In the following, we want to give you an overview on how we integrate Globus Sharing into DSS.
What is Globus?
Globus is a sustainable, non-profit business within the University of Chicago and Argonne National Laboratory. It has its roots in the Grid Computing era and started out as a research project to provide reliable high performance data transfers between Grid Computing Sites. It was started in 1997 and since then has evolved into a powerful and easy to use toolkit for data intensive science.
Their main Product or Service is the Globus Data Transfer Portal, which lets you easily move data between GridFTP Servers or personal GridFTP endpoints, using an intuitive web-based File-browser.
What is Globus Sharing?
Globus Sharing is an extension to the Globus Transfer service. If a particular GridFTP Server has been enabled for Globus Sharing, local users are allowed to create so called Shared Endpoints on-top of the GridFTP server. Access to these shared endpoints can then be granted to arbitrary Globus Users. And since everyone can sign up for a user account at Globus (called a Globus ID), access can be granted to everyone, who has a valid E-Mail address. When an external user tries to access a shared endpoint, Globus will translate these accesses to the local system as if they were carried out by the local user, who created the Shared Endpoint.
For more details on how this works, please take a look at
How DSS Integrates with Globus Data Transfer
For our DSS Systems, we operate a dedicated GridFTP Gateway, that can be used to access the data stored in DSS from outside of LRZ. For more information on how to use this, please see the DSS documentation for users. Authentication and Authorisation in Globus/GridFTP is based on X.509 certificates. In order to hide that complexity from you, we use the InCommon CILogon Service, that issues short lived certificates for users, which can be authenticated via Shibboleth SSO. For more information about the authentication and authorisation and data flows, please look at this.
How DSS Integrates with Globus Sharing?
In our LRZ Data Science Management approach, only the data curators of a data project have the privilege to decide which users are able to access the data stored in the project's data containers. So basically for every container (or path), a certain set of users is allowed to control data access to this container (or path).
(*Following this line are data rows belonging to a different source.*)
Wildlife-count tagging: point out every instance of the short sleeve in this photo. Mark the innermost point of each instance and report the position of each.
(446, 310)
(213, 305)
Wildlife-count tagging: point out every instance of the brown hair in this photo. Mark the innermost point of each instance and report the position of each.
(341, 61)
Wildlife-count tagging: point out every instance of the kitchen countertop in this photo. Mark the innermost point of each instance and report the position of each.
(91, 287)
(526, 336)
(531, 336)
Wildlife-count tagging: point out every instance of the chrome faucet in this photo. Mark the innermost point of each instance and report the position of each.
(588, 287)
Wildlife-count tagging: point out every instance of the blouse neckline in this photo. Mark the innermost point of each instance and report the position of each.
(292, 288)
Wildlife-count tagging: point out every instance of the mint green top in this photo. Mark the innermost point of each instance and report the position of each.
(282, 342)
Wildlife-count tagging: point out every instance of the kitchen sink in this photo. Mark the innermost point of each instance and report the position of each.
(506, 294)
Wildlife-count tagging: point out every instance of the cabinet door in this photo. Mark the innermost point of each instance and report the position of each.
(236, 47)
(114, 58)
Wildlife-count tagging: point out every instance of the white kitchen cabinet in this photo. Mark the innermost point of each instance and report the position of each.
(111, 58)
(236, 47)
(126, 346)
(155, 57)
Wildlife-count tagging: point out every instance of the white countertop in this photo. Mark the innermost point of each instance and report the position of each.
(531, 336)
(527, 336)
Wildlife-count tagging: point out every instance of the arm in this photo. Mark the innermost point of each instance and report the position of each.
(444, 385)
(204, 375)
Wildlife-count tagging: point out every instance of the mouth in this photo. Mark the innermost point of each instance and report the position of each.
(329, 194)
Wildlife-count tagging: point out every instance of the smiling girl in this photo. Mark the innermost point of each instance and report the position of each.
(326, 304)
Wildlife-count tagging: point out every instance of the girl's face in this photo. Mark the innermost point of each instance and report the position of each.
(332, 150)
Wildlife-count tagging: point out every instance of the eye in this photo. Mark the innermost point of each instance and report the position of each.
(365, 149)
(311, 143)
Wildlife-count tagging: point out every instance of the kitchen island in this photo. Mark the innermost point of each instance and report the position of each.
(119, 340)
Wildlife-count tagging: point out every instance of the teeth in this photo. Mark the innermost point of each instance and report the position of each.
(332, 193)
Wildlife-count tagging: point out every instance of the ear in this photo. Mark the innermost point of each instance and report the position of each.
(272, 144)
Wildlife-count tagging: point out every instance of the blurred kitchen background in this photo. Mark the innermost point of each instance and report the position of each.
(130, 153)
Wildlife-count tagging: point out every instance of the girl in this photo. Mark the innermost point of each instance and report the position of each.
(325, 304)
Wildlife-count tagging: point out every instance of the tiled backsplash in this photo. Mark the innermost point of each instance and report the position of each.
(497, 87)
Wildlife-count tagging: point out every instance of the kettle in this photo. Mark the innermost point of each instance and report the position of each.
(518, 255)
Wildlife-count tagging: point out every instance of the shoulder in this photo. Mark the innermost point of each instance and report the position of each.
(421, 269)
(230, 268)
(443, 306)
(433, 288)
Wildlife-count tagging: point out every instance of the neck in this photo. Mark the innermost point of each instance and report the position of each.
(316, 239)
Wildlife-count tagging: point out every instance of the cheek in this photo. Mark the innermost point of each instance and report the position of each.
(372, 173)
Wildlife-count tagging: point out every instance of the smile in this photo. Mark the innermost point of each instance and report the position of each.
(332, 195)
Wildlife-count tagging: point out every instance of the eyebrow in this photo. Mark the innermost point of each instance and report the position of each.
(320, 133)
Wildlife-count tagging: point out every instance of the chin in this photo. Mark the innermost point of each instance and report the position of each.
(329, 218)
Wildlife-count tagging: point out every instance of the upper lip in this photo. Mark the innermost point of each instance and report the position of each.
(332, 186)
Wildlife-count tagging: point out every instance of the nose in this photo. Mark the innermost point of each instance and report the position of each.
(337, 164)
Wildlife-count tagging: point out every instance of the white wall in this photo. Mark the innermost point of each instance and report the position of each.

In the Globus Sharing approach, the sharing privilege can only be restricted to certain paths and certain users. However, it cannot be restricted to a combination of path and user. This means for example, if user Alice is data curator of Project A and Bop is data curator of Project B, we would need to give both of them data sharing permissions. However, we cannot tell Globus that Alice is only allowed to share Paths that belong to Project A's containers. That is no problem as long as Alice has only access to containers of Project A. But we run into a problem when Bop gives Alice access to one of his containers. As then Alice would be allowed to share this container via Globus, which may not be desired by Bop.
In order to work around this conceptual incompatibility we control the Globus Sharing functionality for DSS via the DSSWeb Self Service Portal. The solution we've come up, is the following:
The Globus Sharing privilege on our GridFTP Gateways is restricted to a special functional user, called
dssglobus. So only this user is allowed to create shared endpoints in Globus. This user is "owned" by the DSSWeb Self Service Portal. When you enable Globus Sharing on a certain DSS Container via the DSSWeb Self Service Portal, the following will happen:
- The user
dssglobusis added to the respective DSS Container Group, so he has access to the data in the container.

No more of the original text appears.